Summary:
The Tanco pegmatite is part of the Winnipeg River-Cat Lake pegmatite field. This vast pegmatite field has been subdivided into two pegmatite districts, and subsequently into several different pegmatite groups according to their mineralogy, geochemistry and location (Cerný et al., 1981).
The Tanco pegmatite is a subhorizontal, essentially undeformed, bilobate, saddle-shaped body. The pegmatite is about 1520 m long, 1060 m wide, and up to ~100 m thick, thinning toward the edges. The volume of the pegmatite is ~21,850,000 m3, the mass is ~57,430,000 tonnes, and its average density is 2.63 g/cm3 (Stilling et al., 2006). It occurs mostly under Bernic Lake, southeastern Manitoba and it is most known by drill core and underground mining exposures. This highly fractionated pegmatite of the lithium-cesium-tantalum (LCT) family has an extensive mineralogy (more than 100 listed minerals) and it is zoned (consists of nine internal zones). The outer zones are concentric, whereas the layered inner zones are segmented and locally complex in shape.

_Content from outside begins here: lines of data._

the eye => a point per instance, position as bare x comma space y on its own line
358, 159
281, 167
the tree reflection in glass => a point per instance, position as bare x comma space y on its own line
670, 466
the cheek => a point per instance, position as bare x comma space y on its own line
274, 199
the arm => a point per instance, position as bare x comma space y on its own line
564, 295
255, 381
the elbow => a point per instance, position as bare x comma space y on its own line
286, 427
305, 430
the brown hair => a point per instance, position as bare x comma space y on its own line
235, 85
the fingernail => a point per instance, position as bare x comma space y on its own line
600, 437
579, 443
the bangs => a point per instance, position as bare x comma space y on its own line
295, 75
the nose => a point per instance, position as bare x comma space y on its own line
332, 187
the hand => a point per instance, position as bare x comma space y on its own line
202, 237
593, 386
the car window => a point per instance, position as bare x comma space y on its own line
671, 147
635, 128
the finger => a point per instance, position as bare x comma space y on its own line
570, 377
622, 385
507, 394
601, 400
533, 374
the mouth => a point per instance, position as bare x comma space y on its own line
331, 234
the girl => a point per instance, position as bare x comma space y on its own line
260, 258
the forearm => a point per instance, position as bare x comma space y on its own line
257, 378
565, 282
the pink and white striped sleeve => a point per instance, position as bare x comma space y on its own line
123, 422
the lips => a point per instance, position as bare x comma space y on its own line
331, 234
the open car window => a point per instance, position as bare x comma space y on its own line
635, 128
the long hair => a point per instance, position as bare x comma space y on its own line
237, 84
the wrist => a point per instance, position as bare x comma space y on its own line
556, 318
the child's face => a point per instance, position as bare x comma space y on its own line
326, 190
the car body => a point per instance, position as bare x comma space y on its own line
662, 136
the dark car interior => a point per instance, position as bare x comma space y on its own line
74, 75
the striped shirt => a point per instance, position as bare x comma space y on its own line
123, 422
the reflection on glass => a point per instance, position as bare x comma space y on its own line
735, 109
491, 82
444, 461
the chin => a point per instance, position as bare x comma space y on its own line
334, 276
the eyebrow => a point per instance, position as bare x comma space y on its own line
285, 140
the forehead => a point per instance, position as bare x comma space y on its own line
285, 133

Mineralogy from Tanco is very extensive with more than 100 minerals listed in the literature (e.g. Cerný et al., 1996; 1998). Tanco has also yielded holotypes of four new minerals: cernýte (Kissin et al,. 1978), tancoite (Ramik et al,. 1980), diomignite (London et al., 1987), titanowodginite (Ercit et al., 1992), Ercitite (Fransolet et al., 2000), Groatite (Cooper et al., 2009).

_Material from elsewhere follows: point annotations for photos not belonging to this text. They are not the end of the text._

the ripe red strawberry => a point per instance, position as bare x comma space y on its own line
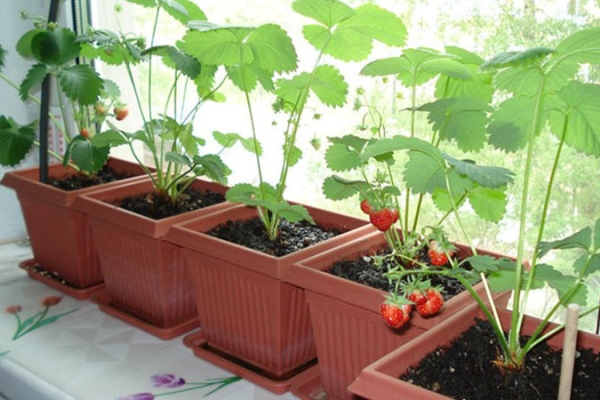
395, 215
382, 219
417, 297
434, 303
121, 112
100, 108
365, 206
437, 255
394, 315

The Tanco pegmatite is a mineralized, peraluminous pegmatite body, belonging to the LCT family, Rare-Element-Li subclass, complex type, subtype petalite (updated classification by Cerný and Ercit, 2005).
The bulk mode of Tanco is close to a muscovite granite, with the exception of 8 wt.% petalite, 2.8 wt.% lithian micas, and 1 wt.% primary spodumene. The contents of all other accessory silicates and phosphates are only in tenths of a wt.%, and minerals of the high-field-strength elements account for mere hundredths to thousandths of a wt.% each. Accordingly, the bulk chemical composition of the pegmatite corresponds to that of a peraluminous, moderately silicic, high-phosphorus, Na>K granite, with enrichment in Li, Rb, Cs and F; moderate contents of Tl, Be, B, Ga, Sn, Nb and Ta, and remarkable depletion in Fe, Mn, Mg, Ca, Ba, Sc, Ti and Zr. A very high degree of fractionation is shown for the bulk pegmatite by the values K/Rb 4.7, K/Cs 9.3, Rb/Cs 2.0, Rb/Tl 137, Fe/Mn 0.63, Mg/Li 0.02, Al/Ga 917, Zr/Hf 2.6, Zr/Sn 0.21 and Nb/Ta 0.19 (Stilling et al., 2006).